I share Ross Nehm's concerns (in “Faith-based Evolution Education?” BioScience 56: 638–639) about the deplorable state of public education with respect to the teaching of evolution and the urgency of addressing the problem. However, I believe timing is everything. One of the problems with the public schools' teaching of evolution is that it is late. Theodosius Dobzhansky, in his well-known dictum “Nothing in biology makes sense except in the light of evolution,” has made the clear-cut case for attending to the teaching of evolution as early on as possible. By the time evolution is typically brought into biology curricula, students have already learned bits and pieces of biology with no firm underpinning—much less understanding—of how the pieces got here, how they work together, and what keeps them running. Evolution becomes a sound-bite sidebar rather than the basis of biology.
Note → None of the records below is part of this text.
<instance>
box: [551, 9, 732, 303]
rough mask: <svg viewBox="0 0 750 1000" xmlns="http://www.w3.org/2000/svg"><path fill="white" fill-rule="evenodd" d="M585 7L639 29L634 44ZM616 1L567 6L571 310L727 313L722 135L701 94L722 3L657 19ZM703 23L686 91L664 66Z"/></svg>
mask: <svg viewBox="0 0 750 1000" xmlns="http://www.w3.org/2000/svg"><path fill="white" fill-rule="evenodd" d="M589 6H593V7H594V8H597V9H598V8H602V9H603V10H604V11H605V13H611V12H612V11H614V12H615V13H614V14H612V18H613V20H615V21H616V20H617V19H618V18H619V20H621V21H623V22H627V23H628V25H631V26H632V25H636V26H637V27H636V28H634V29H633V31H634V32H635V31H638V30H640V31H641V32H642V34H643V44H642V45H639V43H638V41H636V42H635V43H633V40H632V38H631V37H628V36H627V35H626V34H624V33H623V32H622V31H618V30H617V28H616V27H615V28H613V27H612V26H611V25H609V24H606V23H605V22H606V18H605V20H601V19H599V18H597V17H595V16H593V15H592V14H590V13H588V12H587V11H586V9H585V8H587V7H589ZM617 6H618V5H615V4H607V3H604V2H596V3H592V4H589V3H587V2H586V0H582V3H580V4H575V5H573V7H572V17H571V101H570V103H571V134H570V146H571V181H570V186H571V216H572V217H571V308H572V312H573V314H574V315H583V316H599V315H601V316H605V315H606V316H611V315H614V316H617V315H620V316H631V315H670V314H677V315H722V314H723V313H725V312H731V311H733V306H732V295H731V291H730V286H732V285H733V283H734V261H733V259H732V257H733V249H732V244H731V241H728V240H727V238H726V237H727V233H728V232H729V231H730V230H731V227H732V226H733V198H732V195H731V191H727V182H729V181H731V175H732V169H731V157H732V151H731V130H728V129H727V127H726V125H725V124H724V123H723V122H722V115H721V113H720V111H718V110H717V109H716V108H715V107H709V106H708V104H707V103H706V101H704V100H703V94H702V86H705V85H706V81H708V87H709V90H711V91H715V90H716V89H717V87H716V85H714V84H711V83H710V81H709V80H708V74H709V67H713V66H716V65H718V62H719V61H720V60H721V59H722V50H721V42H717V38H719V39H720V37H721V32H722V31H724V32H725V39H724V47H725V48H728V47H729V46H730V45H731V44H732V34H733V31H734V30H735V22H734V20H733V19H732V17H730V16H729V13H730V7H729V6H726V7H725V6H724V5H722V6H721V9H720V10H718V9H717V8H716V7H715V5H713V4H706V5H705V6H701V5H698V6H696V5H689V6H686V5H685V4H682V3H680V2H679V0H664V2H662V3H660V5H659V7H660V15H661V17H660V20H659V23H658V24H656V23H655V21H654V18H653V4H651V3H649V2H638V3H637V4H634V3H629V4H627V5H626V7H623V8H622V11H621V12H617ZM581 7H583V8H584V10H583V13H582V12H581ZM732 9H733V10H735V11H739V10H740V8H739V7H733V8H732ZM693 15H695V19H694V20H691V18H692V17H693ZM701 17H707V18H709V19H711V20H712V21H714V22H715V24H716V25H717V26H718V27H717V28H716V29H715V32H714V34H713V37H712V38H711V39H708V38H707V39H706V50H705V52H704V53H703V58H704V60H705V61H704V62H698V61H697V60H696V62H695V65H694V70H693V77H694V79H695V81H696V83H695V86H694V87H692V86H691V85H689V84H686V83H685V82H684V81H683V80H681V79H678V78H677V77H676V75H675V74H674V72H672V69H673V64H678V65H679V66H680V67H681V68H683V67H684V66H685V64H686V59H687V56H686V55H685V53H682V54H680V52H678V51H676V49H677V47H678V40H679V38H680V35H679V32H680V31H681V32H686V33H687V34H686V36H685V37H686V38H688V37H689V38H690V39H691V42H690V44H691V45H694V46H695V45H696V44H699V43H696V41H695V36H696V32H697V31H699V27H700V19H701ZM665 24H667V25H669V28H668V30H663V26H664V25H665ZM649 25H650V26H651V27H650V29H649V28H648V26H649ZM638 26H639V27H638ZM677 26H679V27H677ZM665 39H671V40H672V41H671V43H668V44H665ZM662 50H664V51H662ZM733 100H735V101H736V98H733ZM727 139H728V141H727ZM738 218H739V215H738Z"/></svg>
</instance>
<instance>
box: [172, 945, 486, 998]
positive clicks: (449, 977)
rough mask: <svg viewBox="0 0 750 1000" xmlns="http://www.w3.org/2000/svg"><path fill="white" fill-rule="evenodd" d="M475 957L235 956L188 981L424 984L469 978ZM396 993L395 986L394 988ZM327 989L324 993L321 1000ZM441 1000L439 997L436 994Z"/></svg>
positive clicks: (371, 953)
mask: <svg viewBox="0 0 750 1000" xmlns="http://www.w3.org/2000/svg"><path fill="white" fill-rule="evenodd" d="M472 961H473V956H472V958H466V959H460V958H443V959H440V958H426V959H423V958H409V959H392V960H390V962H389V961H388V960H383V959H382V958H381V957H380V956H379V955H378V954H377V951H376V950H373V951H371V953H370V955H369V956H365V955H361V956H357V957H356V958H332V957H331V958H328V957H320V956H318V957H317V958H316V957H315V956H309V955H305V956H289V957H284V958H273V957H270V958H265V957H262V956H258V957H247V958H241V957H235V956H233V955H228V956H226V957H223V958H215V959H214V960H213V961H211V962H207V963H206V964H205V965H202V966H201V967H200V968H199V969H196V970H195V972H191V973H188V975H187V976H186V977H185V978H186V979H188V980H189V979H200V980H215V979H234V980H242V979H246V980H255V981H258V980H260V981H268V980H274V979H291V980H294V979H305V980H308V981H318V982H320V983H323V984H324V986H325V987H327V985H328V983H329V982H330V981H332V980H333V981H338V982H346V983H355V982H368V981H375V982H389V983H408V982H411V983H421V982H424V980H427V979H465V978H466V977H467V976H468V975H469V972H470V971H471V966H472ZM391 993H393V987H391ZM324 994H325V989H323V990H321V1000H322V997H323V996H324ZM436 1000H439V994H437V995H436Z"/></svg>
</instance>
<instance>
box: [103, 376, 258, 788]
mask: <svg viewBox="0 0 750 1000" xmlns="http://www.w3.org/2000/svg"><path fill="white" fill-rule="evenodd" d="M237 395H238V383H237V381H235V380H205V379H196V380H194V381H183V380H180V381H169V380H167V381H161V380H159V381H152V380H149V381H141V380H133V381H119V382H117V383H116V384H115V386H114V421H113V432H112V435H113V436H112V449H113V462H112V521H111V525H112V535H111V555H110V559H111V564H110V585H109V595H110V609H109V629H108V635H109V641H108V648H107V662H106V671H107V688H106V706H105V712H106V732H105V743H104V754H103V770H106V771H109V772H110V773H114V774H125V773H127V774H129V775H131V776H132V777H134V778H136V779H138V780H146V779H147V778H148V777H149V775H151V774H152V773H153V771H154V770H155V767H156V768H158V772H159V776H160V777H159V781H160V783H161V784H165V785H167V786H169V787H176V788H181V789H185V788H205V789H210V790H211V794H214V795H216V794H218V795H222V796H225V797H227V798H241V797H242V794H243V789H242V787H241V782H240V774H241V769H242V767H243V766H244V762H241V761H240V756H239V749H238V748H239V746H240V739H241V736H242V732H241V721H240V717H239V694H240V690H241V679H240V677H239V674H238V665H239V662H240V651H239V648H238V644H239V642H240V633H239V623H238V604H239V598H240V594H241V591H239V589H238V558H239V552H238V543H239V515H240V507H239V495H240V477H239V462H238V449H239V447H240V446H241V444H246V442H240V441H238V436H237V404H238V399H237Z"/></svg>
My sabbatical fellowship here at NESCent [National Evolutionary Synthesis Center] is based on a proposal to craft a curriculum to teach “no-holds-barred evolution” to elementary students and, along the way, to their teachers. This effort is based on experiences I have had teaching ecology to elementary students in a like manner. One of the premises of this curricular philosophy is that elementary students are “undertaught” and are quite capable of understanding the basic ideas and tenets that underlie ecology.
So too in the teaching of evolution. If evolution is to become an understood (rather than misrepresented) part of the vocabulary of public discussion of the world and environment that citizens live in, then its teaching must begin in the elementary grades, where it can become a logical foundation for the rest of scientific teaching and learning.
This point is recognized in the National Research Council's 1996 guide—the National Science Education Standards—for the knowledge base that K–12 students should have as educated citizens. The standards note that an understanding of evolution is necessary in describing all aspects of “changes in the universe.” Hence, this knowledge base should certainly begin as soon as possible; and I would argue, based on experience, that that would be the third and fourth grade level.
Putting effort into elementary evolution education—including that of teachers—would be a smart and academically profitable way to place the teaching of evolution where it should be—at the forefront of biological education.